半導体製造装置や工作機械をいま以上に高速化・高精度化させるには、機械の動作時に発生する振動の抑制が 鍵となる。振動を抑制するためには、機械本体の剛性は維持しつつ減衰性を高める必要があるが、その実現には、材料面や構造面といった源流から見直さなければならない。 しかし、一般的に使われている鋳鉄や鋼材、加えて、欧州メーカーのハイエンド機に使われるミネラルキャスティング材料では、剛性と減衰性はトレードオフの関係にあり、構造設計だけで解決するには限界があった。このような背景のもと、このたび、剛性に優れる鋳鉄と減衰性に優れるミネラルキャスティングの「ハイブリッド技術」、および普通鋳鉄(FC250)と比較し、約2・5倍(FC250を1とした場合/ヒノデHD実施試験結果の比較)の減衰性を持つ「高減衰鋳鉄」の2種類の技術・材料を開発した。半導体製造装置や工作機械をはじめ、CTやMRIなどの医療機器、精密測定機器、さらにはロボット加工機において、各部位に求められる要求性能に応じ、鋳鉄、ミネラルキャスティング、新技術であるハイブリッド技術、高減衰鋳鉄を最適に使い分けることで、さらなる高速化・高精度化の実現に寄与する。

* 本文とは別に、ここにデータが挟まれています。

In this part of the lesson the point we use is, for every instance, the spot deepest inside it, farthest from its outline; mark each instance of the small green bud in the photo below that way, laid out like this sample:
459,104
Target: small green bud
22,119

工作機械の高速化・高精度化ニーズにおいては、航空宇宙部品や医療機器部品、光学金型、電子機器でも、微細加工による高精度化が求められており、その実現のため、制御技術や作業環境保全(振動や温度・湿度管理)に加え、加工時に発生する振動を抑制する機械自体の制振性向上に取り組まれている。ヒノデHDはこれまで製品メーカーとして、また鋳物メーカーとしての製造制約などを組み込んだ設計/解析技術やノウハウを蓄積している。近年では多くの各種産業機械メーカーと協働し、顧客の鋳物構造体の形状最適化 (高剛性、軽量化、耐久性向上など)に取り組んできており、この解析ノウハウを振動にまで拡張することで、顧客に高速化・高精度化の側面で最適な形状を提案することができると考えている。ヒノデHDの産業用鋳物セグメントでの近年の活動実績では、「牧野フライス製作所・田島軽金属と共同で高剛性アルミ鋳鉄合金(ATHIUM)を発表」(2020年12月)、「ミツトヨと鋳造部品供給・鋳造技術共同研究などの事業提携契約を締結」(2021年10月)等々がある。